2. In a February 21, 2008 letter to the court, before five of the six conjoint therapy sessions had occurred, Dr. Derman had opined his prognosis would be extremely guarded if he were not able to therapeutically improve C.C.'s negative attitude toward his mother within the next five sessions.
3. Pursuant to Evidence Code sections 452, subdivision (d), and 459, subdivision (a), we take judicial notice of the March 11, 2009 minute order.
4. To the extent Lisa complains the juvenile court's June 9, 2008 disposition order failed to direct Patrick to participate in counseling or parenting programs, she is not an aggrieved party and has no standing to appeal. (See In re D.S. (2007) 156 Cal.App.4th 671, 674, 67 Cal.Rptr.3d 450 [“Standing to challenge an adverse ruling is not established merely because a parent takes a position on an issue that affects the minor [citation]; nor can a parent raise the minor's best interest as a basis for standing [citation]. Without a showing that a parent's personal rights are affected by a ruling, the parent does not establish standing. [Citation.] To be aggrieved or affected, a parent must have a legally cognizable interest that is affected injuriously by the juvenile court's decision.”].)
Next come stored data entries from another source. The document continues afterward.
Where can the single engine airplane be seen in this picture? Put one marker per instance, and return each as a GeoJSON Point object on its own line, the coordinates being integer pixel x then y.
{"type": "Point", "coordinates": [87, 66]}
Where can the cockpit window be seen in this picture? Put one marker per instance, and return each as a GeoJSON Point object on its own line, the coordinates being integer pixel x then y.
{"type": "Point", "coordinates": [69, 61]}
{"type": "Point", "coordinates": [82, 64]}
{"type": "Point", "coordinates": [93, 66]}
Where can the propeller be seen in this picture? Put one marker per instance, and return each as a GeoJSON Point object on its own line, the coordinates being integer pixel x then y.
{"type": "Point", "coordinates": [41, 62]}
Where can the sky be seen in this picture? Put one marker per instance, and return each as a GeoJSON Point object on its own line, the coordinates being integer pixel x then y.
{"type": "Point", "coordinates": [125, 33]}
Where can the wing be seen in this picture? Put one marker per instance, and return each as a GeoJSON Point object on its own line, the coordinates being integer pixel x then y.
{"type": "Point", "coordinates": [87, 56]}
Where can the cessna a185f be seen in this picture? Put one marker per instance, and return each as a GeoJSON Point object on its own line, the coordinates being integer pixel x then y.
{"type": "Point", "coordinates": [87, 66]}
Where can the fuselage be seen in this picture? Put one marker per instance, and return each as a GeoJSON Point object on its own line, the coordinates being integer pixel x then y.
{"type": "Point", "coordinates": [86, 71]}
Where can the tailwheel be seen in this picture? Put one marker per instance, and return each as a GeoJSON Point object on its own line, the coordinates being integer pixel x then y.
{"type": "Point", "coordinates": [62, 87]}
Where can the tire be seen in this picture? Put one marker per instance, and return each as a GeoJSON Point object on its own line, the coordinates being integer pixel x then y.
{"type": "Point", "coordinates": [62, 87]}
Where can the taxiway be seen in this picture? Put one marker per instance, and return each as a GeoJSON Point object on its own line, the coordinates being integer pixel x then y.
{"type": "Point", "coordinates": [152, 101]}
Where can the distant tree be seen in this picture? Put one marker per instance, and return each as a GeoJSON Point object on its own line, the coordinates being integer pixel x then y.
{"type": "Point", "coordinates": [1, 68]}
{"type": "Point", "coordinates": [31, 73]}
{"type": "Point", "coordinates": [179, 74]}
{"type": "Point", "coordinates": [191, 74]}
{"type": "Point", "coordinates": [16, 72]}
5. In a number of situations-for example, if the child has been adjudicated a dependent as a result of severe sexual abuse or the infliction of severe physical harm (§ 361.5, subd. (b)(6))-reunification services, and with them mandatory parental visitation, will be ordered only if the court finds by clear and convincing evidence that reunification is in the best interest of the child. (§ 361.5, subd. (c), 2d par.)